Entretien réalisé par  Salima Tlemçani

 

 

 

  • Placé en détention pour ses publications sur les réseaux sociaux, Hakim Debazi est mort à la prison de Koléa, dans des circonstances inconnues, avant qu’il ne soit jugé. Ce tragique décès remet sur la scène le problème de la détention provisoire. Peut-on connaître votre avis sur cette question ?
     

A mon avis, depuis longtemps, la détention provisoire telle qu’elle est pratiquée depuis l’indépendance est un véritable désastre national. C’est une violation flagrante de la loi. Des personnes présumées innocentes sont privées, de manière systématique, de leur liberté alors qu’elles peuvent être laissées en liberté en attendant leur procès. Plus grave encore, bon nombre d’entre elles se révèlent innocentes après le procès. Elles quittent la prison avec de lourdes séquelles. Le cas du jeune militant du hirak, détenu à Koléa et décédé il y a quelques jours, est révélateur. Ces détentions sont contraires à la loi. Elles ne servent ni la justice ni le justiciable.

 

  • Qu’est-ce qui pousse les magistrats à recourir souvent à la détention alors qu’elle constitue une mesure exceptionnelle au vu de la loi ?
     

La loi est très claire. La détention est une mesure exceptionnelle prise dans le cas où les faits sont extrêmement graves, comme par exemple un meurtre. Or, elle est devenue tellement courante qu’on a fini par parler de détention provisoire. On a carrément inversé la règle et l’exception, et tout le monde y adhère.

 

  • Qu’est-ce qui oblige les magistrats à privilégier la détention, qui est une mesure exceptionnelle, à la liberté, qui doit, selon la loi, constituer la règle ?
     

C’est une pratique courante, et ce, depuis l’indépendance. Aucun des régimes et des systèmes qui se sont succédé n’y a échappé. En réalité, les magistrats se sont habitués à faire de la détention une règle et non pas une exception.

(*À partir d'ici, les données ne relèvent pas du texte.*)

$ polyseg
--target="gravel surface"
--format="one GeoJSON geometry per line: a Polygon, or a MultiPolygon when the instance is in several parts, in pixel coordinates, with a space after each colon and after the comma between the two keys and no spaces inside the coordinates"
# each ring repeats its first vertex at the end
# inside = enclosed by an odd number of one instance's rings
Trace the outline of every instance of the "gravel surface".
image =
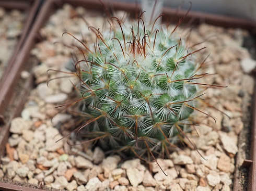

  • C’est contraire à la loi, pourtant les voix qui dénoncent restent peu nombreuses, notamment au sein de la corporation des avocats. A votre avis, pourquoi ?
     

C’est vrai. La corporation des avocats reste très peu préoccupée par cette question et c’est dommage. Tout comme pour les magistrats, les avocats se sont, eux aussi, habitués à cette confusion entre la règle et l’exception. Même la chambre d’accusation, cette instance de contrôle des magistrats, refuse systématiquement la mise en liberté. Pis encore. Elle prononce elle-même la détention lorsque des juges décident de laisser le prévenu en liberté. Nous sommes devant un désastre national.

 

  • Dans le cas où le prévenu meurt en prison, les familles ont-elles les moyens de réclamer des droits ? 
     

Il faut savoir qu’il est plus difficile de faire valoir les droits des détenus que ceux des non-détenus, parce qu’il y a une tendance naturelle à condamner pour couvrir la durée de détention. Cela fonctionne ainsi entre le justiciable et la justice. Cela étant, il faut savoir que la présomption d’innocence n’est pas exclusive de la détention. Ce qui fait que la famille se retrouve désarmée. 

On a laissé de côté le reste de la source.